В XX веке мы находим две противоположные тенденции в развитии прозаического стиля. Одно — раскалывать фразу по внутренним швам, делая ее части самостоятельными. Например, у Хемингуэя. А в романе Пруста ярко воплотилась вторая тенденция: связывать несколько фраз в одну, размещая в ней, как в хромосоме, длинные цепочки образов. Стремясь уловить все оттенки и переходы ощущений, фраза разрастается, придаточные предложения, словно забыв о своей зависимости от главного, торопятся сказать еще и еще о подробностях и изойти в сравнениях.
Можно себе представить, как трудна такая фраза для переводчика. И нельзя не восхищаться искусством Н. Любимова, который передал ее в нашем языке без принуждения и натуги, дал ей дышать легко и свободно. Мы ощущаем не муки переводчика, а его веру в имитационные возможности и поразительную гибкость речи русской, самозабвенную преданность оригиналу, чью красоту он так ясно видит. В его воспроизведении Пруст необыкновенно хорош.

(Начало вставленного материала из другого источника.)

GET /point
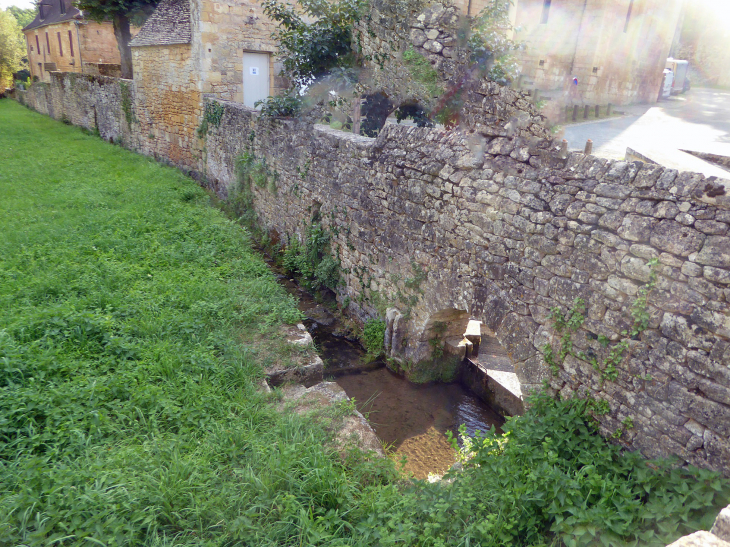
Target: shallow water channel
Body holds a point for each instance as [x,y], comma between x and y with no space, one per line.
[411,419]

Читать Пруста не легко, не просто. Глаз, привыкший бегать по строчкам в поисках сюжетных неожиданностей и развязок, вряд ли разглядит в нем что-нибудь. Чтение Пруста требует спокойного внимания, творческого участия. Стоит по-настоящему усвоить хоть один пейзаж, хоть один портрет у Пруста — и мы пленимся им навсегда.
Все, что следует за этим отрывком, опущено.